Amelia Kelly :I I totally feel that. Now I am not saying my workload is anything like a teacher, and I just want to take that my mom is a retired teacher. I know my friends who are primary school teachers, as we say in Ireland, and the amount of work on the plate of a teacher is absolutely phenomenal. I think that teachers are the most important people in society. They're shaping the next generation. They're shaping what the world is looking like, is going to look like next, and I have you know I will fight tooth and nail not to give them another thing to have to deal with. So the idea of them having to take on a whole new platform to plug something into something else, no, I think that voice interaction is something that should be taken on by the companies who are making the product. So the teacher will wake up one morning and turn on the thing they already use and then suddenly there'll be another feature in it that makes their lives easier use, and then suddenly there'll be another feature in it that makes their lives easier. That's the way I want to go about it.
Amelia Kelly :At the moment when we are asking kids to maybe use a mouse or a trackpad or a keyboard or a drag and drop situation. You're really asking them to use technology that is being phased out. By the time they're grown-ups and their children are growing up, they're going to be digital natives in a completely different sense, and sometimes I wonder that if we are assessing children, we're really assessing their ability to use a keyboard rather than their ability to actually read a word or answer a math question. So I think that voice is another natural interface. It's a matter of computer user experience.
Amelia Kelly :The technology needs to be there. That's my job. The user experience needs to be there to incorporate it into a product that is already used and trusted by teachers, and when that's done, then the teacher will just have better data. They will be able to see when a child is practiced. They will be able to see whether a child has gotten certain words correct or incorrect. With our technology, you will also be able to see whether a child is systematically perhaps under articulating or mispronouncing a particular letter, and it gives a teacher the chance to intervene at the right point with the right students at the right time, and I think that is the vocation of the teacher. That's really what they are wanting to do with their career, and instead what's happening is that they're getting bogged down in admin. So I'm a big fan of not giving them another piece of technology to deal with, but just upgrading what they already use and trust, so it gives them more information and allows them to do what they do best, which is to teach children.

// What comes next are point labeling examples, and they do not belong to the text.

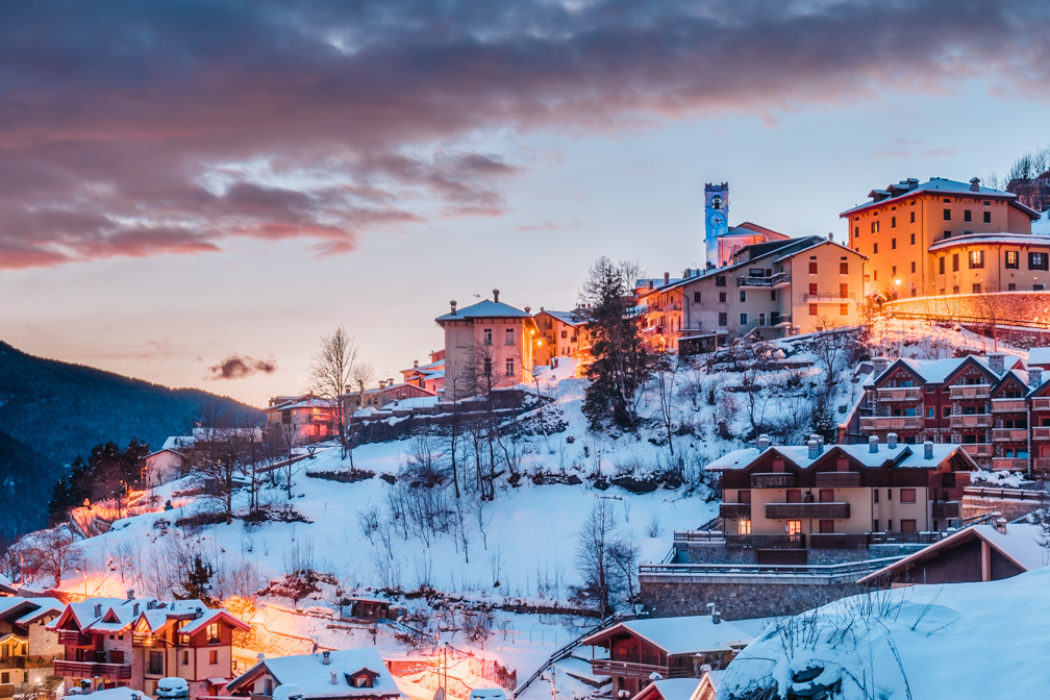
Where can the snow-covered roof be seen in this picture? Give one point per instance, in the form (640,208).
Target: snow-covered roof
(902,455)
(679,635)
(484,309)
(310,673)
(1001,238)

Hayley Browning:Agreed 100%, and this idea that you are giving them the space to really do what they want to do and giving them the opportunity to give those students what they need right in that moment, it really will fulfill a lot of these teachers. I know there were many days for me where I there were so many things that I wanted to do and I just didn't have the capacity, and so the fact that we can provide and make it just that much more doable for teachers is so powerful. So thank you, Amelia. And with that, Amelia, I think we are good to go to wrap up for today. So just wanted to say thank you so much for your time and we are so happy to have you on the Extraordinary Educator podcast.
Amelia Kelly :Thank you, haley. Thank you so much for inviting me on. It's a real honor. Thank you, of course.